The world is not shrinking. It is expanding, rapidly, with most people paying no mind to fact or consequence. Life hardy seems cyclical, the world small, with those ten garish numbers flashing in your face. Then why does it feel like the walls are closing in the second that tab is clicked out?
I scroll through my Instagram photos feed, the one with images related to those you follow. I see how much people meticulously share. I see the calculation involved in strategically placed cleavage, attire, baby announcements and birthday parties. Is more effort being put into the surface that gets “likes” and “shares,” or is more put into the core, the part that keeps you up at night, fuels dreams and mends shortcomings?
I think we’re all desperately grasping for something to make us stand out amid a multiplying newsfeed of personas.

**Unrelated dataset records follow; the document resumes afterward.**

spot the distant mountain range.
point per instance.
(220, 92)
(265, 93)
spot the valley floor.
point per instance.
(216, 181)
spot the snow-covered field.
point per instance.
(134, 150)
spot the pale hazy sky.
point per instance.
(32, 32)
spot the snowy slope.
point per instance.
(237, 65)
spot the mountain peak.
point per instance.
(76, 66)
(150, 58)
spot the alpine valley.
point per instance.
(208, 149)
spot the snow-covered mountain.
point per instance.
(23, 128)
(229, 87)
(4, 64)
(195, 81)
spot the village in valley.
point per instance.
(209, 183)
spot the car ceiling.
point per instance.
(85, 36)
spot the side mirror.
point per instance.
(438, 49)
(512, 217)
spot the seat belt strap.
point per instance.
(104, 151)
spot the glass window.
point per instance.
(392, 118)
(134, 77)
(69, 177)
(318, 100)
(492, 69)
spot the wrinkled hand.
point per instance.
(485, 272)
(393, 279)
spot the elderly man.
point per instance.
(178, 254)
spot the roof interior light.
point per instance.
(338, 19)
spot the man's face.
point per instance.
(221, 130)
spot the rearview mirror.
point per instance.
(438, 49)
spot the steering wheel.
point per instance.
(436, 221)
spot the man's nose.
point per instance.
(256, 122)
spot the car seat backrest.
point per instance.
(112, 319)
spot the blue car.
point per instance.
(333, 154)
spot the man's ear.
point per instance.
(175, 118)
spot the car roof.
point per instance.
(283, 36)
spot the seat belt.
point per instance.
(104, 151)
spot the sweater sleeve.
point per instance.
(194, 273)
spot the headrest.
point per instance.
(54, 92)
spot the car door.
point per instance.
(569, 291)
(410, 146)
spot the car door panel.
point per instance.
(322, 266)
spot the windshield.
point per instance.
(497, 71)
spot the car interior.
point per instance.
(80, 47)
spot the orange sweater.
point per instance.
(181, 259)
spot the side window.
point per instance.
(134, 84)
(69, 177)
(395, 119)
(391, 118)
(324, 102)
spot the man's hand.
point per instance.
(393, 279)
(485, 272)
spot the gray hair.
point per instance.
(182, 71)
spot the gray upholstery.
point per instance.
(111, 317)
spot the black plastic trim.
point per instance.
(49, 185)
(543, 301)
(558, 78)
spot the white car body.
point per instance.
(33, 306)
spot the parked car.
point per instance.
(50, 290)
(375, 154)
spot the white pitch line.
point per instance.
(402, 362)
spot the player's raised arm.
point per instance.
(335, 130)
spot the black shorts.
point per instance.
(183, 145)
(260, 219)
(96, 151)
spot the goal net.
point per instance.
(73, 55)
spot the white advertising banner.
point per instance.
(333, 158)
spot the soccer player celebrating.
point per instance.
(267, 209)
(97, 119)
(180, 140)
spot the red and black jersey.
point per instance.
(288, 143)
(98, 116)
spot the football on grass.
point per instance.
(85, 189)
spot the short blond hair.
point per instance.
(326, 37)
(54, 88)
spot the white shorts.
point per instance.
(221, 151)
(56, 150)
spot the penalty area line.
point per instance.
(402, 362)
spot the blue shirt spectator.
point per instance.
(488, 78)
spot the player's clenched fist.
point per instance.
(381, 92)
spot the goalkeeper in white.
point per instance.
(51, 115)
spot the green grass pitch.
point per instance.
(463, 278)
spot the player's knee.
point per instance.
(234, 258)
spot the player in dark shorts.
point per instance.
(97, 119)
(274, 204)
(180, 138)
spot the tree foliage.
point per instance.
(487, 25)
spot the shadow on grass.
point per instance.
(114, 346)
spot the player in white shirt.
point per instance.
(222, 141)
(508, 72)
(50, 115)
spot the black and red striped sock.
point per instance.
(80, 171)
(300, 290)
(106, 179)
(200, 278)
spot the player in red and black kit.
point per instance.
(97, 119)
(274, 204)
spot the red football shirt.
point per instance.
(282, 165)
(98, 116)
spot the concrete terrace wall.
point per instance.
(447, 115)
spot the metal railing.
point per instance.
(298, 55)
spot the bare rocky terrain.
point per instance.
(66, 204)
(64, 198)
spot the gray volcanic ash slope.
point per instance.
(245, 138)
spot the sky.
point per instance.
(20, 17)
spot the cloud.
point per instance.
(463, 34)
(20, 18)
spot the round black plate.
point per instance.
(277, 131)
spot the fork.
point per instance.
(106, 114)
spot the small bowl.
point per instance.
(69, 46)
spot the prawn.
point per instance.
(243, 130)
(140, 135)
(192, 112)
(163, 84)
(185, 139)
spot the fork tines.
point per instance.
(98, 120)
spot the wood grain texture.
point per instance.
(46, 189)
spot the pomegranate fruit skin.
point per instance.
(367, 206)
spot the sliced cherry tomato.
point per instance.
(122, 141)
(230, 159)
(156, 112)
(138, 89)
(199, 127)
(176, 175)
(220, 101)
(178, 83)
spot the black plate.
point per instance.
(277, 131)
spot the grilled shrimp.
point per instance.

After all, a non-digital reality bears no filters on bad hair days, offers no character count for us to type up before sharing. Every time I reach for the camera app on my iPhone, guilt immerses as I realize the indulgence, and the disservice I’m doing to my potential as a human.
The world is shrinking. We have more interactions in weeks than perhaps most had in years only decades ago. We are compulsive categorizers that merely scratch the surface of others through a couple lines of a bio and recent pictures from a concert. A dismal thought, but I can’t help wonder if there’s less variation in personality and interests based on the abundance of strategic sharing and digital colonization. Are we being influenced or defined?
In all honesty, I don’t have a solution. There are little things here and there I do to maintain the personal balance and sense of self to, well, go through the motions with minimal damage. Read, write when possible, listen to music without a screen—but, most importantly, observe. Notice. Take it all in, the way the dirt and weather changes the brick color on the building by your apartment. Look into a stranger’s face and think about what they ate for breakfast. These are silly, maybe trivial seeming, but they are real moments.
When you consider the nuances, suddenly, the world seems much bigger. The real newsfeed is when you step outside.